La nouvelle capitulation des généraux : le peuple algérien bradé contre des visas pour l’élite du régime

La nouvelle capitulation des généraux : le peuple algérien bradé contre des visas pour l’élite du régime

Dans un énième épisode de soumission et de trahison envers l’extérieur, le pouvoir des généraux à Alger vient de signer une transaction honteuse qui soulève le dégoût le plus profond. Le citoyen ordinaire, déjà écrasé par la misère et le désespoir, est transformé en simple marchandise dans un sordide marché politique. En échange de privilèges personnels étroits qui permettent aux dirigeants et à leur entourage de circuler librement dans les capitales européennes, le régime accepte de reprendre les Algériens expulsés d’Europe, y compris ceux qualifiés de criminels ou de fauteurs de troubles.

Les informations concordantes font état d’accords conclus récemment avec la Belgique, signés le 31 mars 2026 à Bruxelles par le ministre algérien des Affaires étrangères Ahmed Attaf, la ministre belge de l’Asile et de la Migration Anneleen Van Bossuyt et le ministre des Affaires étrangères Maxime Prévot. Ces textes lient étroitement deux volets : l’un accélère la réadmission des Algériens en situation irrégulière, avec identification en quinze jours seulement, prolongation des laissez-passer à trente jours, retours groupés et escortes algériennes ; l’autre accorde une exemption de visa Schengen pour les détenteurs de passeports diplomatiques et de service. Des négociations similaires et des partenariats énergétiques anciens avec l’Italie, via Sonatrach et Eni, renforcent ce schéma de troc permanent où le gaz algérien alimente les besoins européens à des conditions favorables.

Le cynisme atteint son paroxysme. Tandis que le peuple algérien endure l’inflation galopante, la pauvreté croissante et le chômage massif, les richesses nationales – ce gaz tant vanté – sont cédées à bas prix pour éclairer et chauffer les foyers du Nord. En contrepartie, Bruxelles et Rome obtiennent le renvoi des harraga, ces jeunes qui ont risqué leur vie sur des embarcations de fortune pour fuir l’enfer créé par ce même régime. Le message est clair : nous vous livrons notre gaz à prix dérisoire, nous reprenons vos indésirables, et vous nous ouvrez grand les portes des aéroports, des palaces et des cliniques européennes sans file d’attente ni contrôle humiliant.

Ce n’est pas une simple coopération administrative. C’est une reddition totale de la souveraineté. Les généraux qui fanfaronnent devant un peuple désarmé se montrent dociles comme des agneaux face aux anciennes puissances coloniales et au courant droitier européen. Ils sacrifient le gaz, la jeunesse et la dignité nationale pour un simple tampon sur un passeport diplomatique.
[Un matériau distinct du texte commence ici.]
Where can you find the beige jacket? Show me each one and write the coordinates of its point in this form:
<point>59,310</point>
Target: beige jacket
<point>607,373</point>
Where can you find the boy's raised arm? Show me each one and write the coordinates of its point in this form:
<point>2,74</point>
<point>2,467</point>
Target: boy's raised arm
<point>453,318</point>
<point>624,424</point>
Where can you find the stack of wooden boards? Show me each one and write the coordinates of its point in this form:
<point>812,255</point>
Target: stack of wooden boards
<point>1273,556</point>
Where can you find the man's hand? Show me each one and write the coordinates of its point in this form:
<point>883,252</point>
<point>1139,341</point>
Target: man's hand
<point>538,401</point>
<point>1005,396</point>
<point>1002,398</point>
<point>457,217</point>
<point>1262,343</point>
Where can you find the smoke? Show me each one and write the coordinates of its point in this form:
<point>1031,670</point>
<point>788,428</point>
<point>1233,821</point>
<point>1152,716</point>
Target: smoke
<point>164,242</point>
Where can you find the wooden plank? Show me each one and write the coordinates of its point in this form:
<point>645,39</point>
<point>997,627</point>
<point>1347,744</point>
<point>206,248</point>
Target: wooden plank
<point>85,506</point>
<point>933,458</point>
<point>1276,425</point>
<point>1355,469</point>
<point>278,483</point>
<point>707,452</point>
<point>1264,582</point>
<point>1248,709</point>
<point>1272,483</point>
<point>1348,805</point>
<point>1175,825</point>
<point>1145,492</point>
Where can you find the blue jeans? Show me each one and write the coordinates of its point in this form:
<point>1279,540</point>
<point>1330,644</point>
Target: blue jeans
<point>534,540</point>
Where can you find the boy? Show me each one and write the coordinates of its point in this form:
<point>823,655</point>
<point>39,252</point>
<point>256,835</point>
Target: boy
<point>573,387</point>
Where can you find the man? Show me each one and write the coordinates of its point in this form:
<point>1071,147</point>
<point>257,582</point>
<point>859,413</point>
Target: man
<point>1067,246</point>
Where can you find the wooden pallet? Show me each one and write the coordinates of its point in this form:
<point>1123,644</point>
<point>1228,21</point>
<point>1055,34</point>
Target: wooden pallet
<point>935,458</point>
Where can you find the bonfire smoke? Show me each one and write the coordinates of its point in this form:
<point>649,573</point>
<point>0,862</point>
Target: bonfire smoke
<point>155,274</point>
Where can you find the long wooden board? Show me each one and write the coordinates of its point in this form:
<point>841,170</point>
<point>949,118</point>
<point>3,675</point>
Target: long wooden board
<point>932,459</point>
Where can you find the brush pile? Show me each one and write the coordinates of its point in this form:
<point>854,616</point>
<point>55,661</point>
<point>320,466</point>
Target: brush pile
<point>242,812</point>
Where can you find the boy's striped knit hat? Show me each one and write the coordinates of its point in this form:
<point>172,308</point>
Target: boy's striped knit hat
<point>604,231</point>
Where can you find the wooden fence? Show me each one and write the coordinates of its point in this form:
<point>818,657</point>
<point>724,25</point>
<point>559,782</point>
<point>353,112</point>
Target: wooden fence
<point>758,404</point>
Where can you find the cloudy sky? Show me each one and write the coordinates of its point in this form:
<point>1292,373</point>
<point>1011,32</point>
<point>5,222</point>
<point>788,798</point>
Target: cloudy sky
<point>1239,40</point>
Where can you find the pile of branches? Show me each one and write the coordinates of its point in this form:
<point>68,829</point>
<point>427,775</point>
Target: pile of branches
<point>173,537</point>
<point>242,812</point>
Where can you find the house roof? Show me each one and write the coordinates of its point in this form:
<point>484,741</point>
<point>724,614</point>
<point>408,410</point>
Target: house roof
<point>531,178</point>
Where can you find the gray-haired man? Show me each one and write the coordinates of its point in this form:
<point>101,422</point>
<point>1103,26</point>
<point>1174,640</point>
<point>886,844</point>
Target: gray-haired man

La rhétorique creuse sur la souveraineté et la fierté nationale s’effondre brutalement. Le régime se transforme en vulgaire agent de reconduite à la frontière, au service des politiques migratoires restrictives de l’Europe.

Le drame est d’autant plus révoltant que ces harraga fuient précisément le désastre économique, social et politique fabriqué par des décennies de gouvernance autoritaire et corrompue. Au lieu de protéger ses enfants, le pouvoir les renvoie comme des colis encombrants pour acheter le silence et les faveurs des capitales étrangères. Les thésards du régime, eux, jouiront librement des villes européennes pendant que le pays reste une vaste prison où s’entassent les laissés-pour-compte.

Cette mascarade révèle l’unique projet des généraux : s’accrocher au pouvoir coûte que coûte et se ménager une porte de sortie dorée vers l’étranger. Peu importe le prix : vente du gaz à vil prix, transformation de l’Algérie en dépotoir pour les expulsés d’Europe, et abandon de toute dignité nationale. Le mépris affiché envers le citoyen ordinaire est total : il ne vaut rien dans leurs calculs, ses souffrances servent seulement à monnayer le confort de l’élite.

L’heure viendra où ce peuple, trahi et humilié, demandera des comptes à ceux qui ont bradé son avenir et sa fierté contre des visas et des séjours de luxe. Le régime des généraux ne fait que creuser sa propre tombe en prouvant chaque jour qu’il n’a d’autre ambition que sa survie et son enrichissement personnel, quitte à vendre l’Algérie par morceaux. Le déshonneur retombe sur tous ceux qui ont osé troquer les douleurs de la jeunesse et les richesses des générations futures contre un simple droit de passage en Europe.